Industry Expertise (2)
Areas of Expertise (7)
Johns Hopkins Universities: Ph.D., Biomedical Engineering 2008
University of Wisconsin: M.S., Mechanical Engineering 2000
Lehigh University: B.S., Mechanical Engineering 1996
Media Appearances (1)
BIOPHYSICAL JOURNAL: BIOMEDICAL ENGINEERING RESEARCHERS’ FINDINGS AND METHODOLOGY ARE GAME-CHANGERS
A study by three researchers in VCU’s Department of Biomedical Engineering enhances understanding of a cell’s response to mechanical cues from its surrounding environment, a key regulator of cell function. “Mechanotransduction Dynamics at the Cell-Matrix Interface” by assistant professor Seth Weinberg, Ph.D., student Devin Mair (pictured above) and associate professor Christopher Lemmon, Ph.D., employs a computational-experimental methodology with implications for further insights into mechanical interactions between cells.
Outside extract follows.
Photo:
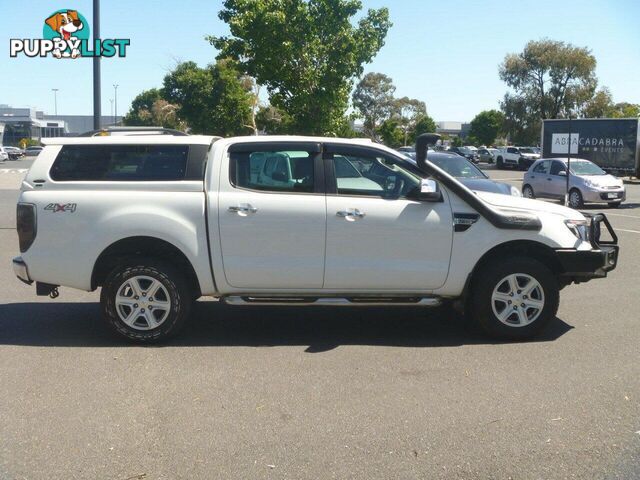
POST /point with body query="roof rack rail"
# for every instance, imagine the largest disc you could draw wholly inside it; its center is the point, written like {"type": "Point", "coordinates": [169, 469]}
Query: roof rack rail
{"type": "Point", "coordinates": [140, 130]}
The study, which is part of a project funded by a $1.8 million grant from the National Institutes of Health, appears in the May 2017 issue ofBiophysical Journal.
Research Focus (3)
Understanding how substrate mechanics alters extracellular matrix assembly
The mechanical stiffness of a substrate has been shown to dictate cell migration, proliferation, survival, and differentiation. The extracellular matrix serves as a mediator between the substrate and the cell. In this project, we are investigating how changes in stiffness affect the assembly of extracellular matrix in mesenchymal cells.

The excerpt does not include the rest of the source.